Proceedings of the

The 33rd European Safety and Reliability Conference (ESREL 2023)
3 – 8 September 2023, Southampton, UK

There Is No Superior Maintenance Style in Asset Management

Aart-Jan de Graafa and Robert Rossb

IWO, Institute for Science and Development, Ede, The Netherlands.

ABSTRACT

Goal of this paper is to provide a comprehensive overview of the considerations that drive the decision for a preferred maintenance style. Underlying statistical analyses are provided by given references to earlier published work.

Reliability and risk-based considerations affect the maintenance style for asset management during the operational life of a system of assets. Performance and reliability assessment of assets are driven by probabilistic and distribution function oriented analysis based on failure data statistics and condition monitoring. Highly reliable, capital-intensive and long-living components usually provide very small datasets collected from accelerated aging tests and field data which make predictions of future failure times difficult. Capital-intensive power-electronic components increasingly gain an important role in power networks and replacement should be scheduled carefully. Therefore, there is an increased need for prognostics and health management also for power electronic systems in order to prevent unplanned failure series.
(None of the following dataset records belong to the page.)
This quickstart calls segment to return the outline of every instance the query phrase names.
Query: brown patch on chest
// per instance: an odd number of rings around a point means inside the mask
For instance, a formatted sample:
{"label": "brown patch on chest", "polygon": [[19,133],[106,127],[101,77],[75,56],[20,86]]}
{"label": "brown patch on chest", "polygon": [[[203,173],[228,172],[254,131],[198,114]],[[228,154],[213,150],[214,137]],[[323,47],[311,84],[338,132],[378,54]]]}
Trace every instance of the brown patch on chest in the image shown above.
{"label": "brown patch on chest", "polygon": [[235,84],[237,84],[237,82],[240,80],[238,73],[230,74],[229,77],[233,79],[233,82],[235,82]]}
A framework is presented to assess different maintenance styles on the basis of a common framework and in relation to (partially redundant) system configurations and the available resources for repair or replacement. Eventually, public-private context-driven values, backpropagated to the assets expressed in terms of Health Indices, Risk Index and possible other Asset Indices, determine which maintenance style is most effective and affordable.

Keywords: Reliability, Risk, Hazard rate, Maintenance, Asset management, Prognostics, Health management.